Phase 3 fail prompts Cytokinetics to abandon ALS drug

There’s been a big disappointment for people with amyotrophic lateral sclerosis (ALS), after Cytokinetics said it was halting a trial of its resedemtiv candidate following a futility analysis that showed there was little hope of showing a benefit in the neurodegenerative disorder.

There was no benefit over placebo for resedemtiv in the phase 3 COURAGE-ALS trial on the primary endpoint of change from baseline to 24 weeks in the ALS Functional Rating Scale-Revised (ALSFRS-R), as well as on secondary endpoints. The 555-patient trial will be abandoned, along with an open-label extension study called COURAGE-ALS-OLE.
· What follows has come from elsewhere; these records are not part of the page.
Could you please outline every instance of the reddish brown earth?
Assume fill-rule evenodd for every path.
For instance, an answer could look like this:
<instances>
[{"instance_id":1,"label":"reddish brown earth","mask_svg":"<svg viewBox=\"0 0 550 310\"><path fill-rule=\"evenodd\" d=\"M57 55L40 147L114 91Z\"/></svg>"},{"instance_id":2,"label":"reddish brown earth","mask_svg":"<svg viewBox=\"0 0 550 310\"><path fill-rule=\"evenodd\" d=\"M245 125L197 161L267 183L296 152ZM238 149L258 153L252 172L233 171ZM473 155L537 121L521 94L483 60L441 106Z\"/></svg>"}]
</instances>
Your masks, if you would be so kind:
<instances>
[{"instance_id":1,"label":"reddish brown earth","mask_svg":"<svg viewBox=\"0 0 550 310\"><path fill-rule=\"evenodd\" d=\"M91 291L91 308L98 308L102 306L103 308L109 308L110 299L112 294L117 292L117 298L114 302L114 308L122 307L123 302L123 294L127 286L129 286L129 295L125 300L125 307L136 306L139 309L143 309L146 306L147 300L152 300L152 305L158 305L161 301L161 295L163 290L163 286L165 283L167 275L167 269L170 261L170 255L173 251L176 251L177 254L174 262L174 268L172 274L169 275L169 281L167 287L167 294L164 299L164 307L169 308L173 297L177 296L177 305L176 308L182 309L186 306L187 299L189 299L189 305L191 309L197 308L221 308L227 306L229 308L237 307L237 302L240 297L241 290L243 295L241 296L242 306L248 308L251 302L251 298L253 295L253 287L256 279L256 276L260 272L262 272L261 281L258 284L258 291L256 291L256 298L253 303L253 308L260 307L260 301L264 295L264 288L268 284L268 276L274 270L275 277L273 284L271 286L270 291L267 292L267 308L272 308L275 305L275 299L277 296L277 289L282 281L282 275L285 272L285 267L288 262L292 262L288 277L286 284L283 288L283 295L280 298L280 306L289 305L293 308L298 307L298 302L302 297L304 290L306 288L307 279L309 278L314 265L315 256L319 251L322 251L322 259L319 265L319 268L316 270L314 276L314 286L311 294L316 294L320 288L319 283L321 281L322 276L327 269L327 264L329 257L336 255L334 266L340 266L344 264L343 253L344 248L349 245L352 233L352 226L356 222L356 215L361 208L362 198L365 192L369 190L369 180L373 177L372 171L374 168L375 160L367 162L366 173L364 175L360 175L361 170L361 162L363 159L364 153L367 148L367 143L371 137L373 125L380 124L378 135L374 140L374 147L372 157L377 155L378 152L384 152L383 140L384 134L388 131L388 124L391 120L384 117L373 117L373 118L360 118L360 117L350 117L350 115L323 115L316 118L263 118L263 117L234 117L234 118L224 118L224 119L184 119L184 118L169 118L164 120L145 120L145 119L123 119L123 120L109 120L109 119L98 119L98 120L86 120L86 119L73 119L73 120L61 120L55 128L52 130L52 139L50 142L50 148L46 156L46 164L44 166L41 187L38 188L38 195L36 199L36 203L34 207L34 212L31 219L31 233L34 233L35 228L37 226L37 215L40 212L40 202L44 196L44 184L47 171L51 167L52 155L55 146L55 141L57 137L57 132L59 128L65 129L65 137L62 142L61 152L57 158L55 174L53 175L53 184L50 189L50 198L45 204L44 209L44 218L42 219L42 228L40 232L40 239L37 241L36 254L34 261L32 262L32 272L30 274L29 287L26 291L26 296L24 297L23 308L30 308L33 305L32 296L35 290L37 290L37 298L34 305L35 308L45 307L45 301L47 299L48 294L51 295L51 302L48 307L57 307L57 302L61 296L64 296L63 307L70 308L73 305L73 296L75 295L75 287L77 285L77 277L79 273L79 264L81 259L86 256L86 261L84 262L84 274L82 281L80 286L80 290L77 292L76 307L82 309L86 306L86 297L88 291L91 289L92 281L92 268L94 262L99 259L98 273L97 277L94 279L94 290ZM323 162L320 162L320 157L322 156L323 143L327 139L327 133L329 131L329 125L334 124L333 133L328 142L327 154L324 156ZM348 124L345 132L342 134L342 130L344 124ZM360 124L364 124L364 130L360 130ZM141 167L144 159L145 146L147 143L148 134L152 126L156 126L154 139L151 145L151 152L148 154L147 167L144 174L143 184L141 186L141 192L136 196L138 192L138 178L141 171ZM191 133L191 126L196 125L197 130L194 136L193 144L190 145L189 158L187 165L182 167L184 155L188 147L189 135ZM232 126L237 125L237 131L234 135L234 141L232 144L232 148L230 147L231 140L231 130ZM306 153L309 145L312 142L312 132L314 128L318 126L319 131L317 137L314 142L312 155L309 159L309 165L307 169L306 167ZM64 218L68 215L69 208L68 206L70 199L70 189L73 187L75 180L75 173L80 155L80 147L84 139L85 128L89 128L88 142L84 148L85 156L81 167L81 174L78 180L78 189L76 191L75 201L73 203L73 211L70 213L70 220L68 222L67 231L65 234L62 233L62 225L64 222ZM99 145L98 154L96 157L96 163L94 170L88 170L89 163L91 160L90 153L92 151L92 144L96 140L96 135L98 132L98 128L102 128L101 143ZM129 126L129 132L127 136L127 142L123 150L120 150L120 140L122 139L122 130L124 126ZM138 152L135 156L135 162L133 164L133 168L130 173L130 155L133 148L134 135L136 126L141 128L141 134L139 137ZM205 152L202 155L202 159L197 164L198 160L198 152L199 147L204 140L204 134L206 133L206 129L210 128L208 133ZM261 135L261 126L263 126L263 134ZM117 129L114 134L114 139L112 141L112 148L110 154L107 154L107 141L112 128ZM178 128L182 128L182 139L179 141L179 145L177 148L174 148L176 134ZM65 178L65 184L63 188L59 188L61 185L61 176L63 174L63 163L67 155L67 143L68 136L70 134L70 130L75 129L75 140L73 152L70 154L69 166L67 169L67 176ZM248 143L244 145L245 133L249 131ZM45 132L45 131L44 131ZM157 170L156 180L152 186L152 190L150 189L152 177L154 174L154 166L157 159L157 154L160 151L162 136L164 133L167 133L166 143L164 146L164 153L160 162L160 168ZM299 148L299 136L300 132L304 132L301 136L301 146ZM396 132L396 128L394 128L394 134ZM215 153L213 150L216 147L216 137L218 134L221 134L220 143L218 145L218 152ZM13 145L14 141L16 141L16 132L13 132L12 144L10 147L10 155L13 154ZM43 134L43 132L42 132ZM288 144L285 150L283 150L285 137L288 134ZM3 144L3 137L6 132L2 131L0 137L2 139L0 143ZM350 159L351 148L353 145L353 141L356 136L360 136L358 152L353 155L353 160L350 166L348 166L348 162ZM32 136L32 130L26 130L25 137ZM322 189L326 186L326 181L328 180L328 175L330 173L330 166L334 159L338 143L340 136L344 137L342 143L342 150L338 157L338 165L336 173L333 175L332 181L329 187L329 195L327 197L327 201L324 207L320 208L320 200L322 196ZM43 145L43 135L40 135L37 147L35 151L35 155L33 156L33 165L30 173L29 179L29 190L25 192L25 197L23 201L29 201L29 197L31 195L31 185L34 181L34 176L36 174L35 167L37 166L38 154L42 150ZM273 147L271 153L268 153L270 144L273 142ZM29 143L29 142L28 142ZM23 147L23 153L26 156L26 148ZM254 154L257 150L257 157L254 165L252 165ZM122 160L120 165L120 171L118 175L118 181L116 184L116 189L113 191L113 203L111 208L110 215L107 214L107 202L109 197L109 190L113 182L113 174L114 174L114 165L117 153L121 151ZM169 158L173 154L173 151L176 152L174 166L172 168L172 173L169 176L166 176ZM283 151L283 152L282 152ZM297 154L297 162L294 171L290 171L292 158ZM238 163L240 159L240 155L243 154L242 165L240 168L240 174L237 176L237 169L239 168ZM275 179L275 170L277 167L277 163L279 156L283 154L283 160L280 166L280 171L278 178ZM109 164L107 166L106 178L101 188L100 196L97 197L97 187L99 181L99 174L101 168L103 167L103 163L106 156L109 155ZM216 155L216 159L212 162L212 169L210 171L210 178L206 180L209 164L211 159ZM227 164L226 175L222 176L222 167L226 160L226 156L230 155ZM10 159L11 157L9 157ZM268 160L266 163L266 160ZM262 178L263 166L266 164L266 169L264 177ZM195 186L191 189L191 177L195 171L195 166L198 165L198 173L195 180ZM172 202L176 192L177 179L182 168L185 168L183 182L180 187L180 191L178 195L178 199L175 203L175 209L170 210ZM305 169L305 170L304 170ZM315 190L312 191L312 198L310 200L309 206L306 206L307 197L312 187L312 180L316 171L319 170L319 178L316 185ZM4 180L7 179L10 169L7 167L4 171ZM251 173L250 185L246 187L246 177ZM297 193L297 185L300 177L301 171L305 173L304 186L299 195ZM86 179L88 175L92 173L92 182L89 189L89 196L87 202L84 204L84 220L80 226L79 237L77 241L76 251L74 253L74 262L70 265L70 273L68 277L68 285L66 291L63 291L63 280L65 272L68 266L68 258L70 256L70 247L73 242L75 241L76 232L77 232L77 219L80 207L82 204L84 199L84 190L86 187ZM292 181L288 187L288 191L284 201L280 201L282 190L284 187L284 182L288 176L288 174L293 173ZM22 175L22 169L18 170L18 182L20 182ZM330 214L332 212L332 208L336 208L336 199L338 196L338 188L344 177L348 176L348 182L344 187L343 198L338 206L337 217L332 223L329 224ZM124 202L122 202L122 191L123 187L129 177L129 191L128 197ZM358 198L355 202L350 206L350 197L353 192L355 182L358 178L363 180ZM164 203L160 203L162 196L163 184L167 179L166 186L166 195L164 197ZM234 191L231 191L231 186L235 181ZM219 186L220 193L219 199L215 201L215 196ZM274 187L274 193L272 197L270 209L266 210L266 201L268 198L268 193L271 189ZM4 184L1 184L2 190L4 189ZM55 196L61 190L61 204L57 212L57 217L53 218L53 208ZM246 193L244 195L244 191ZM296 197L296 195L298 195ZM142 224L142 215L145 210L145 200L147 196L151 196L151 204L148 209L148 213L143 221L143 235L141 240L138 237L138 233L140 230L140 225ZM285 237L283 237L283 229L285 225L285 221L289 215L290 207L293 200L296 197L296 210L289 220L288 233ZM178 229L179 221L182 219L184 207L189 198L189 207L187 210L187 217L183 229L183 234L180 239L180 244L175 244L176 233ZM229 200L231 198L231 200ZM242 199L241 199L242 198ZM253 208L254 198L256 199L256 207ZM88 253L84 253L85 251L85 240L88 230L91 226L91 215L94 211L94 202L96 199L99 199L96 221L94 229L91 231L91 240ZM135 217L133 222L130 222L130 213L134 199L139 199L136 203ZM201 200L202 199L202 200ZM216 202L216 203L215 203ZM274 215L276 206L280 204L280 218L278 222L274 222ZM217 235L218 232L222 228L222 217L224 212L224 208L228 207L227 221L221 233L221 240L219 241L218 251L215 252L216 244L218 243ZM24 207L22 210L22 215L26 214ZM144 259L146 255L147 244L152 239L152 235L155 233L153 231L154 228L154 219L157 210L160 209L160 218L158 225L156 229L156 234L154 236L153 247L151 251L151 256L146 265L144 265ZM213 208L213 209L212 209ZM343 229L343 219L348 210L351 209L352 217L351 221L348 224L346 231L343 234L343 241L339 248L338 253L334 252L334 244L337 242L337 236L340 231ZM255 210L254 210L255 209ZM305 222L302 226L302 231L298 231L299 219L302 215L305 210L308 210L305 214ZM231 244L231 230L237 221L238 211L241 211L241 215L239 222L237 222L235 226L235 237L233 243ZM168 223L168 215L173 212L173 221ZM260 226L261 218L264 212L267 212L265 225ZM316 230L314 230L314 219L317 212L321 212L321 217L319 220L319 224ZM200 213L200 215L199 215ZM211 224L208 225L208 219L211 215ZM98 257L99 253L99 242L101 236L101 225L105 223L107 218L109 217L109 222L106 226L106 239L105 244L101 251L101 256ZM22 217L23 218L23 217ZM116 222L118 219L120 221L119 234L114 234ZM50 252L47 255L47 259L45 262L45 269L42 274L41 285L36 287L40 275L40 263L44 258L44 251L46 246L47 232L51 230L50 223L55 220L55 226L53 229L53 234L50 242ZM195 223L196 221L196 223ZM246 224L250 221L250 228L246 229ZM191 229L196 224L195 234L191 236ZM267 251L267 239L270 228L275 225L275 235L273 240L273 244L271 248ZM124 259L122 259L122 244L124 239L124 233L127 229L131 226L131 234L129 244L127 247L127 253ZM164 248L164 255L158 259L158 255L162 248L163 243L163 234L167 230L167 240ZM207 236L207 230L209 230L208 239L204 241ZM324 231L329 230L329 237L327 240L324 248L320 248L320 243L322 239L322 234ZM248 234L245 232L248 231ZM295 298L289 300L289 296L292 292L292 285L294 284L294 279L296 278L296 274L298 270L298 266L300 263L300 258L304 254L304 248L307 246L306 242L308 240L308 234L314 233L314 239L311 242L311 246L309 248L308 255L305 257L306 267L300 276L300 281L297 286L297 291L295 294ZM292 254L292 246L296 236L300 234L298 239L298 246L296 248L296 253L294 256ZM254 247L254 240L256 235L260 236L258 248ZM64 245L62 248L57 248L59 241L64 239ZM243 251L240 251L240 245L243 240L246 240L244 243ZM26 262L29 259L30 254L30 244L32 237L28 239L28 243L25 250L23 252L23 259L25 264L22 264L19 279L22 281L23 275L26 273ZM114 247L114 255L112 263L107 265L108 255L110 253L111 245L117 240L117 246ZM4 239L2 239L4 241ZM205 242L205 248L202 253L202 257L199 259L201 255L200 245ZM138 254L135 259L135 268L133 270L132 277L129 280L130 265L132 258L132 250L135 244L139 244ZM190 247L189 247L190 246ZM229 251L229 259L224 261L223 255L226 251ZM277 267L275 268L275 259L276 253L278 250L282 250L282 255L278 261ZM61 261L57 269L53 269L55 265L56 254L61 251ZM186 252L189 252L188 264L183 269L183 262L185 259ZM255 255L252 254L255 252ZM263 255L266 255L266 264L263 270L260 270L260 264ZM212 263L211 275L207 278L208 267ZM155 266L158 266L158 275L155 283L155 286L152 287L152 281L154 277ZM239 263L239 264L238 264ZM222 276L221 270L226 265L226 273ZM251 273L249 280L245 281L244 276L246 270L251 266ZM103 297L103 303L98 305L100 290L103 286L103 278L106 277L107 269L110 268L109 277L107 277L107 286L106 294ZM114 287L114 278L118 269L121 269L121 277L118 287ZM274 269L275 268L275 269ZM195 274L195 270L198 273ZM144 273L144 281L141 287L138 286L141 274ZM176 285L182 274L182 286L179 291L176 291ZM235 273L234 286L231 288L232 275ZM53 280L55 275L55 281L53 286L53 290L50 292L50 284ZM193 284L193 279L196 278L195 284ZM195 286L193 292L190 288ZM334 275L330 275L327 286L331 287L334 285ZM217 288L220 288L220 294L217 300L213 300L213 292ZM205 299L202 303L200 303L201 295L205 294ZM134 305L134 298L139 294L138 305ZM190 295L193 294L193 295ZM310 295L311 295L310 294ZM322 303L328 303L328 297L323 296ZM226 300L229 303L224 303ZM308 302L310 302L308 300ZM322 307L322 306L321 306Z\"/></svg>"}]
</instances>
The setback comes shortly after Cytokinetics received a complete response letter form the FDA rejecting its marketing application for heart failure candidate omecamtiv mecarbil, with a request for another clinical trial, and leaves the company focused mainly on aficamten, a drug in late-stage development for hypertrophic cardiomyopathy (HCM).

COURAGE-ALS was always going to be something of a long shot for Cytokinetics, given that fast skeletal muscle troponin activator resedemtiv failed to show a statistically significant improvement over control in the phase 2 trial FORTITUDE-ALS.

The company went ahead with the phase 3 trial, however, after further analysis of the data from the study suggested a slower rate of decline with the drug compared to placebo.

Chief executive Robert Blum said the company was “extremely disappointed” with the outcome and said that in the coming months “we will assess next steps relating to our neuromuscular development programmes.”

With resedemtiv shelved, and Cytokinetics saying it has no plans to carry out another trial of omecamtiv mecarbil, shareholders in the company are now desperate for better news with aficamten in HCM, and particularly the results of the phase 3 SEQUOIA-HCM study, which are due later this year.

The earlier REDWOOD-HCM trial of the cardiac myosin inhibitor reported in 2021 showed statistically significant improvements over placebo, with blood flow reaching the normal range in 13 out of 14 patients with obstructive HCM who were taking the highest dose of the drug after 10 weeks.

Aficamten has been billed as a potential blockbuster in HCM, a disorder in which the heart muscle becomes thickened and in some patients can obstruct blood flow, causing symptoms like chest pain and palpitations and, in some cases, leading to heart failure.

It is playing catch-up in the cardiac myosin inhibitor category, however, with Bristol-Myers Squibb, whose Camzyos (mavacamten) – acquired as part of its $13.1 billion takeover of MyoKardia – is already approved for obstructive HCM and is vying for a label extension to include a claim of reduced need for septal reduction therapy in June.

In the absence of a commercial partner, Cytokinetics will have its work cut out competing with BMS and its marketing muscle, and there are also questions about how well even the first-to-market drug will be in reshaping therapy for obstructive HCM, currently managed by cheap generic treatments like disopyramide, given the annual cost of BMS’ drug is around $90,000 before reductions.